Lembrou-se da garota por quem fora apaixonado na adolescência. De um dia em que se encontravam sozinhos em frente à casa dela. Era a primeira vez que se davam as mãos. Ele pouco conseguia disfarçar o sorriso. Enquanto a olhava, imaginou-se beijando com paixão. Iria beijá-la com todo amor e carinho que um coração poderia dar, a beijaria com tanto desejo que faria a alma dela se sentir amada. Ele ia beijá-la. A olhou nos olhos. Ele ia beijá-la. A olhou nos lábios. Ele ia beijá-la. Ela deu meia volta e se foi. Ele ia chamá-la, ela passou o portão e ele ficou lá, na rua, sozinho.


Deram as horas. Foi ao banheiro, escovou os dentes, mijou, encarou seu reflexo por um momento. Levantou a camiseta. Tinha notado naquela manhã, enquanto se olhava no espelho. Uma mancha escura.

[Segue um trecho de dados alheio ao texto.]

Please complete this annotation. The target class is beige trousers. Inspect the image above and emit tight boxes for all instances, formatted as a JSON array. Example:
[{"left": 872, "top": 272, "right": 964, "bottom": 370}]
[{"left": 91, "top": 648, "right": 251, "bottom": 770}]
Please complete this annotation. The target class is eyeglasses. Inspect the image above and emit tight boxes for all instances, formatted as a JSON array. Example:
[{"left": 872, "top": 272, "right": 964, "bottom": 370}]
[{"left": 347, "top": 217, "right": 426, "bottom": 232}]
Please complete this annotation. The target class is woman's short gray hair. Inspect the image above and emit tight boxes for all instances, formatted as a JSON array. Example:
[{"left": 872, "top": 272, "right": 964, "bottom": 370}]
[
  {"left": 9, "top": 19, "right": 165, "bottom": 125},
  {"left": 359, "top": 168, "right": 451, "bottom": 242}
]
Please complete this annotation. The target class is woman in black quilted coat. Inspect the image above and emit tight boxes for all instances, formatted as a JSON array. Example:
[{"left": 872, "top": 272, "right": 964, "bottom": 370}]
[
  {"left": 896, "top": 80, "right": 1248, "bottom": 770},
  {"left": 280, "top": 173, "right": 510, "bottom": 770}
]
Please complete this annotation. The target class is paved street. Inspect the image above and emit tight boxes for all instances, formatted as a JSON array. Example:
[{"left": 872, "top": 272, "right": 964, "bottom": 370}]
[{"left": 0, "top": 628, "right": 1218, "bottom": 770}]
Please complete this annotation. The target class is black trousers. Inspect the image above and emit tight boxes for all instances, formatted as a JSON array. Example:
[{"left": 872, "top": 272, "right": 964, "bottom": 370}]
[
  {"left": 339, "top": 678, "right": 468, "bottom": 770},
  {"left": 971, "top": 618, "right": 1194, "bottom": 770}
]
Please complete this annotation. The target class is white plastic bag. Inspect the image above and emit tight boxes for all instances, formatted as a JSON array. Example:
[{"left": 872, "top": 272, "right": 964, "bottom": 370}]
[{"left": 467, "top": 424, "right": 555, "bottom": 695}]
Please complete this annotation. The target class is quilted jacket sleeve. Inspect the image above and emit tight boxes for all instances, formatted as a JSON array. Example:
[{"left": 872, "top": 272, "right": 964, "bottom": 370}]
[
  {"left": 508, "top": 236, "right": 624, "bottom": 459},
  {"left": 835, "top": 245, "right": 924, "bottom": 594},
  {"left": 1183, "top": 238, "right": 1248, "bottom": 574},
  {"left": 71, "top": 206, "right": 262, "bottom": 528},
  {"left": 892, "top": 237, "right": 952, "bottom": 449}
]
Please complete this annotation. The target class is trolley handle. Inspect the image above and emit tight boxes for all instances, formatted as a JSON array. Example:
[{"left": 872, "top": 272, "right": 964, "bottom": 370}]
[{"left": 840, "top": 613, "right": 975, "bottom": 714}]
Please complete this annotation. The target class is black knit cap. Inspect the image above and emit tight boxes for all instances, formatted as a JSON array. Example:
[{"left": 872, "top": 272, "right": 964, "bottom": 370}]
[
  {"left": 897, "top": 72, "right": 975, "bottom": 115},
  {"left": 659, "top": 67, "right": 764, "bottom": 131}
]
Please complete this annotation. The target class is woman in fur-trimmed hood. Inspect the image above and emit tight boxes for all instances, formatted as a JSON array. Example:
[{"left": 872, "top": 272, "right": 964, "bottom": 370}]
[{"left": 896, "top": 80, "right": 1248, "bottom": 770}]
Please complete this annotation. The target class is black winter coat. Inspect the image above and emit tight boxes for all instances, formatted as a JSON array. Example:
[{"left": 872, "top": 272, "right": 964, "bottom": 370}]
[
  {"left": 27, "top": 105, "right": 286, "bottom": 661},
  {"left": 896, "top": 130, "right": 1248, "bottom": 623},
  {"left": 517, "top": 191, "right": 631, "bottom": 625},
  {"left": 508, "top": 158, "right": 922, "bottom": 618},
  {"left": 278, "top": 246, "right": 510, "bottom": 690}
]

Acordou de repente, no meio da noite. Respirava pesado. A camiseta estava molhada. Na janela, alguém o observava. Sentiu no peito, como se fosse oco. Tirou a camiseta e viu a sua pele sendo puxada para dentro de um buraco, sentiu a pele das suas costas se rasgando. Ouviu um estalo, seus ombros se deslocaram. Eram sugados com força. Seu braço esquerdo sumiu. Sua barriga começou a ser puxada, suas pernas eram tragadas, como se estivessem encolhendo. Escutou suas entranhas se revirando, arrebentando, num redemoinho de sangue e vísceras. Aquilo era absurdo. Acordaria suado em sua cama numa noite de domingo, sozinho. Foi quando escutou suas vértebras se romperem, uma a uma, em estalos secos, sem ritmo. Seu peito afundou. Sua barriga havia sumido. Suas coxas sumiam no vórtice. E então seu cotovelo, sua mão quebrada, os joelhos, os tornozelos rompidos, os pés, o pescoço quebrado, a mandíbula deslocada, o nariz, os olhos, até que não existisse mais Artur.